2015 Hugo Awards Best Short Story: Reviewing Turncoat

“Turncoat”, Steve Rzasa (Riding the Red Horse, Castalia House)

An AI/ship continually faced with orders to kill all humans decides in battle that it cannot kill a hospital ship full of children and leaps from its crippled space hammer to the hospital ship (which is conveniently fully loaded with weapons) and saves the day.

This story reads like Victorian tourism guides. “After ascending 347 steps pause to view of the 11 remaining monastery’s of the region. The first was built in 1232 and measures 2,000 ft by 4,000 ft with an elevation of 15000 ft and each one containing 3 tons of rock quarried 2.4 miles to the north.” A literal map could be built of the location and a story could be written based on those details but those details are not the story unless the story involves someone with autism or OCD. Again, this goes back to the idea that strange things can be accomplished with really good writing.

That said, perhaps an AI/ship is someone with autism. If the measurements were being given as part of the ship’s personality it would have made more sense if that personality did not fluctuate between large view philosopher and detail obsessed computer. If the fluctuation was intentional then the transitions were poorly handled. In any case the writing was not sufficiently convincing to pull off any complexity that I might ascribe to the author out of hope that the plot really was just the one listed in the first paragraph above.

It doesn’t help that I am currently reading Ancillary Justice which is doing some really amazing things with AI/emotion/life dichotomies.
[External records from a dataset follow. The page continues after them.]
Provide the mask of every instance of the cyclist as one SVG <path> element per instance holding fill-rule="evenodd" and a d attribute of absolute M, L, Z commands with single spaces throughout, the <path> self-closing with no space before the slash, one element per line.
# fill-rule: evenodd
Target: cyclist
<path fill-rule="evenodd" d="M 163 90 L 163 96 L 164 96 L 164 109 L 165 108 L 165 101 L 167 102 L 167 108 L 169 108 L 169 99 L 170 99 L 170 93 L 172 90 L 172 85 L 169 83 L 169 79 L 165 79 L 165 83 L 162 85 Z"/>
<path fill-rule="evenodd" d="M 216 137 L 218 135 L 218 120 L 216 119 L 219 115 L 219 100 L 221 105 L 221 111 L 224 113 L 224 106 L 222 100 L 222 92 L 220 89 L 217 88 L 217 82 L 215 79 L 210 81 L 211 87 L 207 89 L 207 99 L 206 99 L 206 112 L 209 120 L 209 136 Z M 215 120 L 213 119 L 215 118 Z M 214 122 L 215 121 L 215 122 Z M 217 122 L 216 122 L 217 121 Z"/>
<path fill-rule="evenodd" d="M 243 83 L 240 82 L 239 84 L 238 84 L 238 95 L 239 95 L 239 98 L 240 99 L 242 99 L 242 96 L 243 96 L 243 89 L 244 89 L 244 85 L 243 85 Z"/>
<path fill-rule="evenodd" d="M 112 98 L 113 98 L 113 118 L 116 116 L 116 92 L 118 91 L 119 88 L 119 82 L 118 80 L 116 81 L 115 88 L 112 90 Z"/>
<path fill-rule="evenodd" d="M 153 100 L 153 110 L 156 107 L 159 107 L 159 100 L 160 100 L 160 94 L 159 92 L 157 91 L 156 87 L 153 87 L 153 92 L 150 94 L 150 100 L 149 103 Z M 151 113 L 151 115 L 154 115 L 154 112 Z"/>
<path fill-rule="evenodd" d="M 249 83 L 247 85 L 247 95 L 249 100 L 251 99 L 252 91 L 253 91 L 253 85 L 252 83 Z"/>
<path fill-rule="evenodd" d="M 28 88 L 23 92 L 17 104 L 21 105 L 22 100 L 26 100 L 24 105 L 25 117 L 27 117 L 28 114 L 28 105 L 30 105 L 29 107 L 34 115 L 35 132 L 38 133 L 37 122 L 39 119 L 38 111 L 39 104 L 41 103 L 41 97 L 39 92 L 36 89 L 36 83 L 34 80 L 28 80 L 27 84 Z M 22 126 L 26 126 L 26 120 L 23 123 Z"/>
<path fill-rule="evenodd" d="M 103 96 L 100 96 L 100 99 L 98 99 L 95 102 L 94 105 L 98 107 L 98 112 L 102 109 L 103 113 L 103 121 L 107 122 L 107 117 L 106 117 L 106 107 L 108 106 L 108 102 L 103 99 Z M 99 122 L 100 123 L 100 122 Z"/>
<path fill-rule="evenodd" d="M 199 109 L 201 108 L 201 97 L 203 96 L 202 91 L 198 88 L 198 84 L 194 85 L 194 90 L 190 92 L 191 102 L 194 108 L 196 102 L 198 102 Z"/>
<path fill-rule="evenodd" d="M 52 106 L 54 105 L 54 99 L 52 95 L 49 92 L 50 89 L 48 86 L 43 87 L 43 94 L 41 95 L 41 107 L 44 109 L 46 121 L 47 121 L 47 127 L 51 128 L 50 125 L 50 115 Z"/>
This story was readable. I have read some very old style English books that drone on with details that had greater meaning when they were written. It would have been more fun if I’d thought the numbers provided all had masonic meaning but the author gave no hints to that effect so again I’m not going to credit him with my random imaginings that are really just a desire for this story to have been better.

I don’t know if I’d recommend it to anyone. There are a lot of better works where AI is faced with morality. Ian M Banks’ books spring to mind. Moon is a Harsh Mistress. Stanislaw Lem’s Golem XIV. M J Locke’s Up Against It. Moriarty’s Spin State. Hell, even the Hitch-hiker’s Guide to the Galaxy. Goodreads has a list. My “Want to Read” list on Goodreads just got longer. Plus I found this neat article.

Why does it matter than I can easily think of six better AI stories without even referencing Philip K Dick, Frank Herbert, William Gibson, Pat Cadigan, Arthur C Clark, or Dan Simmons? Because this is for a Hugo and “Turncoat” does not deserve to stand with those authors, the ones who have won.